Me gusta tratar a mis muertos bien. Yo soy por encima de todo un caballero. El muerto no tiene familia pero tiene una mujercita que lo quiere, una costeña jovencita que vive en Chapinero. Antes de pegarle el tiro le digo que le escriba una carta y se despida. Es un detalle pequeño pero seguro que ella lo apreciará. Usted no tiene que quedar como un hijueputa que se fue sin despedirse, le digo. Diga que la quiere pero las circunstancias lo obligan a partir.
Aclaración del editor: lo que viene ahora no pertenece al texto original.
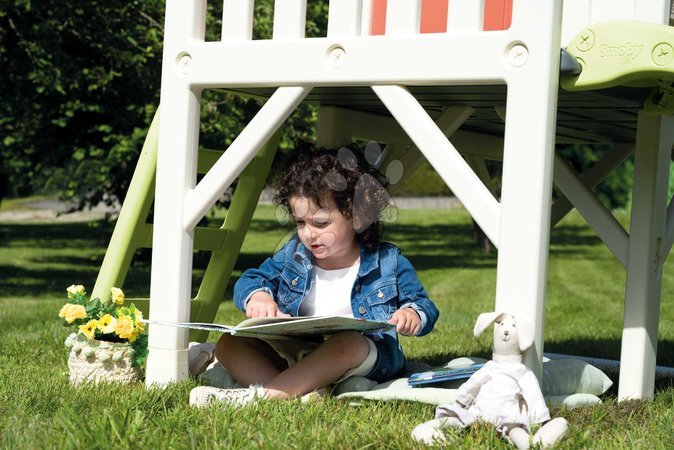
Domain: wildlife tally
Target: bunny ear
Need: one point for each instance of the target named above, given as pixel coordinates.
(483, 321)
(525, 333)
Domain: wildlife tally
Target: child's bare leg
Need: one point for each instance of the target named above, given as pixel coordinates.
(248, 360)
(326, 364)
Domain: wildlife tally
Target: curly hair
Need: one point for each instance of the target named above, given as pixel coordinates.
(356, 187)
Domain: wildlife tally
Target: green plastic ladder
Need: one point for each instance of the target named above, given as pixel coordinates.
(131, 231)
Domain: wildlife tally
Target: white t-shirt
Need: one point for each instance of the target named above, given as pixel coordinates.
(330, 293)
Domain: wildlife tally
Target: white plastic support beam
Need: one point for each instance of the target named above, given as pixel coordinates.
(237, 19)
(444, 158)
(593, 176)
(172, 247)
(597, 215)
(532, 63)
(669, 232)
(272, 115)
(655, 135)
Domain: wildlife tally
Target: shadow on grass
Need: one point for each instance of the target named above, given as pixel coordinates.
(428, 247)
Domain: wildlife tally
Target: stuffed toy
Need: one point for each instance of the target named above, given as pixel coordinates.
(504, 392)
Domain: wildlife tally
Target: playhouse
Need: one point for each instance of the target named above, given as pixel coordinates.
(453, 81)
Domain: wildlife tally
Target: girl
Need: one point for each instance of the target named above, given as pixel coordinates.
(333, 265)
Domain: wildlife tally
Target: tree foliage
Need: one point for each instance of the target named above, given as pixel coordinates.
(83, 84)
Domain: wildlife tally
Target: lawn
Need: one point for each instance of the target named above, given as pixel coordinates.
(40, 409)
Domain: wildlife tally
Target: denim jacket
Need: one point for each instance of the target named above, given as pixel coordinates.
(386, 282)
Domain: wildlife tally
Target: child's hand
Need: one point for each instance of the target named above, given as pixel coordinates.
(262, 304)
(407, 321)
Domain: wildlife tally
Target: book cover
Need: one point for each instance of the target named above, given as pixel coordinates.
(286, 327)
(440, 375)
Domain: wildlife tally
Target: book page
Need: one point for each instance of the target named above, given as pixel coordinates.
(305, 326)
(285, 327)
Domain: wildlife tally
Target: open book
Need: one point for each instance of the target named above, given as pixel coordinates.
(286, 327)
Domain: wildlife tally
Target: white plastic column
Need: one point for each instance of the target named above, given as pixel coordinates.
(533, 71)
(655, 135)
(176, 174)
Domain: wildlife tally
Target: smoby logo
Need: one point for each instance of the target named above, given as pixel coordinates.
(628, 50)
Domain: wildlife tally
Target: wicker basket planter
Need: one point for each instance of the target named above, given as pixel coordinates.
(94, 361)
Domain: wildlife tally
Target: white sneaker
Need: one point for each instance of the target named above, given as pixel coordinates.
(203, 396)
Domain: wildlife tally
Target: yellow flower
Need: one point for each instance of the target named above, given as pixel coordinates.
(107, 324)
(75, 289)
(89, 328)
(124, 328)
(71, 312)
(117, 296)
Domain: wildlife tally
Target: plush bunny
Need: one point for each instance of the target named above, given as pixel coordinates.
(504, 392)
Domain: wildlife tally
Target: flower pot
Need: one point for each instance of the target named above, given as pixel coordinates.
(95, 361)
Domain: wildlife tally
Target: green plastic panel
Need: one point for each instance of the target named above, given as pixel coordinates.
(626, 53)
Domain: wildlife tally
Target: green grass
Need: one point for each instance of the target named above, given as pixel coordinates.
(40, 409)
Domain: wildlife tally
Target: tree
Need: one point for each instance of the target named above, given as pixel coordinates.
(83, 84)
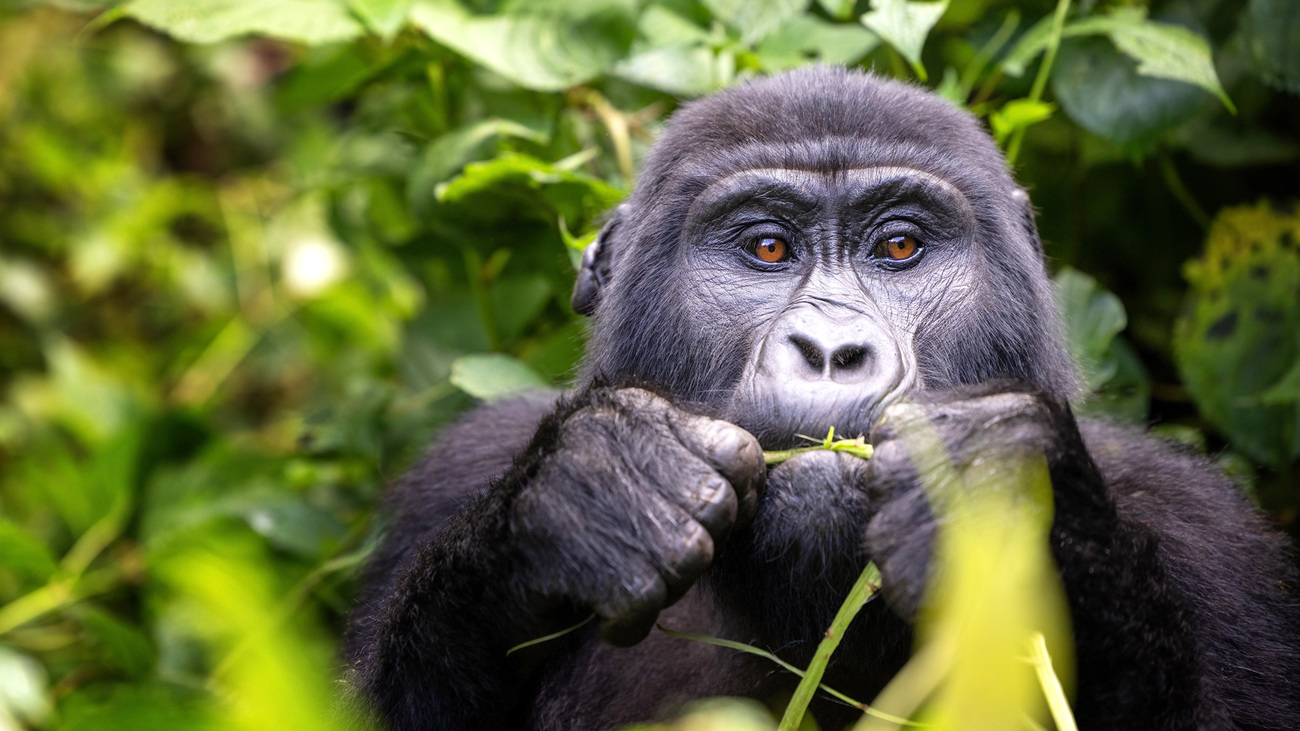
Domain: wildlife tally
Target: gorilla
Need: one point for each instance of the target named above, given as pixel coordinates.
(804, 251)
Diga, escriba, que espera que el destino los vuelva a unir. ¿Usted cree en el destino, hermano?, le digo. ¿Usted cree que esto tenía que pasar? Yo sí.

El muerto come poco. Está nervioso. Casi no habla. Me deja hablar. Esto no me molesta porque yo me precio de ser un gran conversador. Le pregunto por sus negocios, me dice que todo está en orden. Le pregunto si sabe para qué lo cité. Le digo que voy a matarlo. Le explico con cuidado lo que vamos a hacer. Le garantizo que si hace lo que le digo no le dolerá y que debe estar agradecido conmigo de que no le haya mandado a los pelaos porque ellos no se pondrían con cortesías y comiditas, ellos lo agarran a en la puerta de la casa y le meten quince pepazos por la espalda y lo dejan tirado ahí en la acera ahogado en su propia sangre. Y eso duele, le digo. Usted no quiere eso.

El muerto llora y se orina en la silla donde lo senté. Le digo que se limpie esos mocos y sea hombre. Le digo que tiene que resignarse, que su destino era morir así. Me dice que él no ha hecho nada. Le digo que no se haga el marica. Me jura que él no ha hecho nada, que no entiende por qué lo voy a matar, que le explique. Me pregunta si quiero tener algo así en mi conciencia. Algo cómo, le pregunto. La muerte de un hombre inocente, me dice. ¿Cómo sabe que es inocente, le pregunto, si ni siquiera sabe lo que ha hecho?